Whiskey Tango Foxtrot: We just had to ask...


Published September 12, 2012 at 9:56 a.m.


If you drive south along Spear Street in South Burlington in September, just a bit past the intersection with Swift Street and before you reach the endless expanse of McMansions down the road, you may notice an unusual sculpture gracing a lawn on the left side of the road. As you approach and clear a grove of pine trees, the first figure appears: a baseball player, clad in a gleaming white uniform with black and orange trim, his back bearing the number 24, seeming to run at full gait toward the road. Then another figure emerges, glove outstretched to the sky as a ball rockets downward. The ball disappears into the glove of a third figure. A fourth has wheeled and is turned toward an imaginary ball field. The fifth fires the ball, seemingly into oncoming traffic, losing his hat from the force of his throw.

Most baseball fans would recognize the images immediately. The wooden cutouts portray New York Giants center fielder Willie Mays making one of the game’s truly historic plays, known simply as “the Catch.” But lawn ornaments along this section of road are rare — the well-to-do ’hood is not exactly a habitat for pink flamingos or gnomes. And SoBurl is a long way from the fabled Polo Grounds in Harlem; farther still from San Francisco, where the Giants later moved and still play. So what in the wide world of sports is the Say Hey Kid doing on Spear Street?

The cutouts belong to local businessman and CEO of MyWebGrocer, Rich Tarrant Jr. He’s an avid baseball fan, though he doesn’t root for the Giants — Tarrant is a Yankees fan. But every year in September, weather permitting, he sends “Willie” racing after Vic Wertz’s screaming line drive. Why? September 29 is the anniversary of Mays robbing the Indians’ first baseman of a crucial extra base hit in the eighth inning of game one of the 1954 World Series.

“When I look at that play, I always think one of these days the ball is going to go over his head,” says Thom Ross, the artist who made the cutouts in 2004 and brought them to the site of the old Polo Grounds stadium in Harlem to commemorate the play’s 50th anniversary. “But he catches it every damn time.”

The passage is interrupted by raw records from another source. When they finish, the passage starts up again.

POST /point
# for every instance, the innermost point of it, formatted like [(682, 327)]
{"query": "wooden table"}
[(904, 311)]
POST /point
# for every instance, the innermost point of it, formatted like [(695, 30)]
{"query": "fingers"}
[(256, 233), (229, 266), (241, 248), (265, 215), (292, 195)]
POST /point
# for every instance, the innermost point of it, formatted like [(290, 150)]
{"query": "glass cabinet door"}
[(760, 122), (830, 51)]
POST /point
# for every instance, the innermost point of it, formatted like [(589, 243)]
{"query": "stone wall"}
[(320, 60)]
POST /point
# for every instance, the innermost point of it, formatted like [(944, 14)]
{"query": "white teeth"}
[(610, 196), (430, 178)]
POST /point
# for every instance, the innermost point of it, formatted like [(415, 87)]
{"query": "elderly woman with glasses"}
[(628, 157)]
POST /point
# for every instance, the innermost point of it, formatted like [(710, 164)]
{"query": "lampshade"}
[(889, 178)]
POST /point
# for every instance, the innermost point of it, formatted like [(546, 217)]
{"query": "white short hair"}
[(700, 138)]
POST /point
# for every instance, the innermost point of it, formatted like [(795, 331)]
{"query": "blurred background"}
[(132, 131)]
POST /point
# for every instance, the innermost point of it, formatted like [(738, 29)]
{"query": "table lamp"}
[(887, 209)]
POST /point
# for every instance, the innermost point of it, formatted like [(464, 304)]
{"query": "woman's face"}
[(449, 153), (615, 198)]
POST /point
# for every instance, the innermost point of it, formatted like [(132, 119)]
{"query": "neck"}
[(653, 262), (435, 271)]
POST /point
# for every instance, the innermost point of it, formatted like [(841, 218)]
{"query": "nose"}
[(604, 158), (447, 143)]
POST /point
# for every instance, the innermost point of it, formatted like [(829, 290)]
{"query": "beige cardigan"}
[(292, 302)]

Ross, a painter and illustrator who is best known for his life-size cutout renderings of iconic historical images — especially those of the Old West — grew up watching Mays play in San Francisco, where the Giants moved in 1957. Ross gave the cutouts to his friend Tarrant several years ago before he moved from Vermont to Colorado, where he now lives and works. While he admits Mays is his favorite player, Ross says the cutouts, and the athlete’s incredible play, represent something larger than fandom.

“As an artist, my passion has always been for folk heroes and events that, for some reason, remain immortal,” he explains. Mays has often said that his World Series catch wasn’t the best he ever made. But, given the magnitude of the setting, it’s his — and the game of baseball’s — most famous.

Both Ross and Tarrant point out that Mays’ catch couldn’t happen today. The playing field at the Polo Grounds was cavernous compared to modern ballparks, with a center field that extended to 483 feet. Mays, playing shallow, raced back on contact to about 420 feet — a home run in most parks today — to make his improbable, over-the-shoulder running catch.

“It wasn’t a towering shot that Wertz hit and Mays could run under,” Ross explains. “It was a line shot. So everyone is frozen watching this one guy running after a ball that no one thinks he can catch.”

That improbability, he says, is why the Catch is more than famous: It’s symbolic.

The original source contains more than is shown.